Higher mortality in HFrEF patients compared to those with HFmrEF or HFpEF
Mortality associated with heart failure with preserved vs. reduced ejection fraction in a prospective international multi-ethnic cohort study
Introduction and methods
There are conflicting data regarding the similarity in prevalence and mortality risk of patients with heart failure with reduced ejection fraction (HFrEF), heart failure with preserved ejection fraction (HFpEF) and heart failure with mid-range ejection fraction (HFmrEF) [1-4].
This prospective study compared the survival over a follow-up period of 2 years of patients with HFpEF to that of patients with HFmrEF and HFrEF, using international real world data. Adults from New Zealand and Singapore, with a clinical HF diagnosis within 6 months of an episode of decompensated HF, were included in the study. The endpoints were all-cause death and hospitalization for HF (HFH). Patients with severe valve disease, transient acute pulmonary edema due to an acute coronary syndrome, end-stage renal failure, constrictive pericarditis, congenital heart disease, hypertrophic cardiomyopathy, cardiac amyloidosis, chemotherapy-associated cardiomyopathy, isolated right HF, life-threatening co-morbidity with life expectancy <1 year and inability to provide consent, were excluded from the study.
- Out of a total of 2,039 patients, 28% (N=571) of patients had HFpEF, 13% (N=265) had HFmrEF, and 59% (N=1,203) had HFrEF. The median left ventricular ejection fraction (LVEF) was 60% in patients with HFpEF, 44% in those with HFmrEF, and 26% in those with HFrEF.
- Creatinine, sodium, and hemoglobin values were similar in the 3 groups. The median NT-proBNP was 1184 pg/mL in HFpEF, 1532 pg/mL in HFmrEF, and 2195 pg/mL in HFrEF (P< 0.001).
- Overall, 14% of HFpEF patients, 12% of HFmrEF patients, and 19% of HFrEF patients died (P=0.0013). The corresponding numbers of death/1,000-patient years were 75 (95%CI: 60–93) for HFpEF, 63 (95%CI: 43–88) for HFmrEF, and 109 (95%CI: 96–124) for HFrEF (P<0.0001).
- After adjustment for age and gender, patients with HFpEF and HFmrEF had lower mortality compared with those with HFrEF (HR for HFpEF: 0.49; 95%CI: 0.38–0.65; P<0.0001; HR for HFmrEF: 0.50; 95%CI: 0.34–0.73; P=0.0004). Full adjustment led to similar results.
- The combined endpoint of all-cause death and HFH occurred in 35% of HFpEF patients, 40% of HFmrEF, and 43% of HFrEF patients.

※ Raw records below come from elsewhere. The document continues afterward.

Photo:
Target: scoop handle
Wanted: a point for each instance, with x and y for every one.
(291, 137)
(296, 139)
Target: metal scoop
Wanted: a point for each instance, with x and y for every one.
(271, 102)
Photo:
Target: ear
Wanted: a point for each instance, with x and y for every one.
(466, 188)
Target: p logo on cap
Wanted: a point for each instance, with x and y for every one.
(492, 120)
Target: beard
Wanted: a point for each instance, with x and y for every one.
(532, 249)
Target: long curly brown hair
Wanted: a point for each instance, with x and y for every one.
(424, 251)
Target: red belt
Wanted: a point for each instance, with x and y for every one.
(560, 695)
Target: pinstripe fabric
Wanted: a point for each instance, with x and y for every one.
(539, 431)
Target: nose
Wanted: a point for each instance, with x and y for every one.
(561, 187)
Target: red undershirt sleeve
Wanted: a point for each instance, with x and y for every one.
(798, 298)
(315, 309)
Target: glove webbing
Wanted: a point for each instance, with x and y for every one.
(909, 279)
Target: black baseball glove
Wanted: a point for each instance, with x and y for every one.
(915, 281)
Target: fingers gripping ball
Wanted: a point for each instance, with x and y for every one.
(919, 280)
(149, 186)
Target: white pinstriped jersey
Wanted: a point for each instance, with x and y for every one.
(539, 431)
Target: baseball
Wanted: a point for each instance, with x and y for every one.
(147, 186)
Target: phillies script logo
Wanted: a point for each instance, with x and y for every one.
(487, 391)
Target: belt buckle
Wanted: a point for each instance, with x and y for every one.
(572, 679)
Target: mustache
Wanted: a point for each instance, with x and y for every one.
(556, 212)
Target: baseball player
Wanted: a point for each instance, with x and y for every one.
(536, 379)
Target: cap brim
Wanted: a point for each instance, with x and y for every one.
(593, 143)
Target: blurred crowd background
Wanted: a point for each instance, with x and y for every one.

- Independent predictors of all-cause mortality included age, ischemic etiology, higher NYHA Class (III or IV), lower systolic blood pressure, and higher NT-proBNP. Beta-blockers were independently related to a lower death risk (HR: 0.56; 95%CI: 0.42–0.74; P < 0.0001).
In a prospective real world study conducted in Singapore and New Zealand, the risk of all-cause death was comparable in HFpEF and HFmrEF patients and higher in HFrEF patients. The risk of death or HF hospitalization was lower for HFpEF compared with HFrEF or HFmrEF.